正直立つのも辛い。たった二日ではあるが急激に体重が落ちた気がする。ここまでくると考えずにはいられない。あの夜帰った時既に感じてはいたが、そんな訳がないと自分に嘘をついていた。気が紛れるように。けれどももう確信するしかない。


これは呪いだ。


身が震えた。ただの夏バテであればそれに越したことはないが呪いと考えても不思議なことはない。辻褄すら合う。僕が異変を感じたのは肝試しをしにホテル藤川へ行った夜だ。これが呪いであるならば早急に解かねばならないが、身近に霊能力者なぞいないぞ。どうしたものか。

「隣‼︎」

声に出ていた。隣は大丈夫なのだろうか。ひとまず連絡しよう。

プルルルルーーー

プルルルルーーー

ピッーーー

「もしもし!隣、お前は大丈夫か?」

「え?全然大丈夫だけど?何かあったん?」

「僕…呪われたかもしれない…」

「は?どういうこと?」

「最初は夏バテだと思ったんだけど何かおかしいんだ。

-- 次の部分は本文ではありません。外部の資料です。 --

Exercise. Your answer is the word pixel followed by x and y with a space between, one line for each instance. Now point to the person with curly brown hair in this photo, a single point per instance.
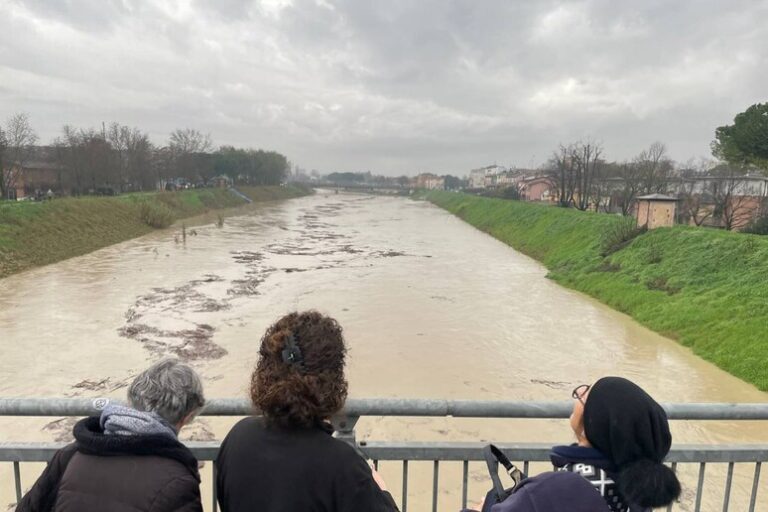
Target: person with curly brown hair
pixel 286 460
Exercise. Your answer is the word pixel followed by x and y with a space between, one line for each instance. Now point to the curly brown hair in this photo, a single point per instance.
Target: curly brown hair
pixel 301 395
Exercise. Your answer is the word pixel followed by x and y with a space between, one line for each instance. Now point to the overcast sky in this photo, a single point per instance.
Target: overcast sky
pixel 391 86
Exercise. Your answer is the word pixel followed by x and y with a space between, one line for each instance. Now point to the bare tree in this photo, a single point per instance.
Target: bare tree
pixel 696 204
pixel 734 206
pixel 18 146
pixel 131 154
pixel 3 150
pixel 586 156
pixel 654 168
pixel 631 185
pixel 187 147
pixel 562 174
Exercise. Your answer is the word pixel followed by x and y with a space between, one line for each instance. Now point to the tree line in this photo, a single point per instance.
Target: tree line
pixel 119 158
pixel 707 189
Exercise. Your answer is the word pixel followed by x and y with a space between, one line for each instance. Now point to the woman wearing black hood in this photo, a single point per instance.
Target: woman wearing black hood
pixel 623 436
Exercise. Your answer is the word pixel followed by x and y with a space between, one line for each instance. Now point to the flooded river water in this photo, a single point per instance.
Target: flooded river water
pixel 431 308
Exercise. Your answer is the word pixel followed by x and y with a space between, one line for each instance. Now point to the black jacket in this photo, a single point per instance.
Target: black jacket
pixel 117 473
pixel 272 469
pixel 591 464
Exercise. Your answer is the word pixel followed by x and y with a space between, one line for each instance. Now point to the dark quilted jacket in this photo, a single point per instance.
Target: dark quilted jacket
pixel 117 473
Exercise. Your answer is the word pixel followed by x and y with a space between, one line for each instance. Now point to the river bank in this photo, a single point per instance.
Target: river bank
pixel 36 234
pixel 707 289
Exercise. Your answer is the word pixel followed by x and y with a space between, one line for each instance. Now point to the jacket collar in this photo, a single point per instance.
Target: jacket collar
pixel 90 439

熱があるし、体も重い。特に食欲が無いんだ」

「分かった、待ってろ、取り敢えず今からお前ん家行くわ!」

「ありがとう」 

どうやら隣が来てくれるらしい。普段はどこか間の抜けた奴だが、こんな時には一番頼りになる。

しかし、本当に呪いなんて存在するのか。自分で言っておいてなんだが馬鹿げていると思う。きっと第三者からすれば滑稽な話なのだろう。それでも僕は単なる風邪や熱とは違い漠然とした恐怖を感じてしまうのだ。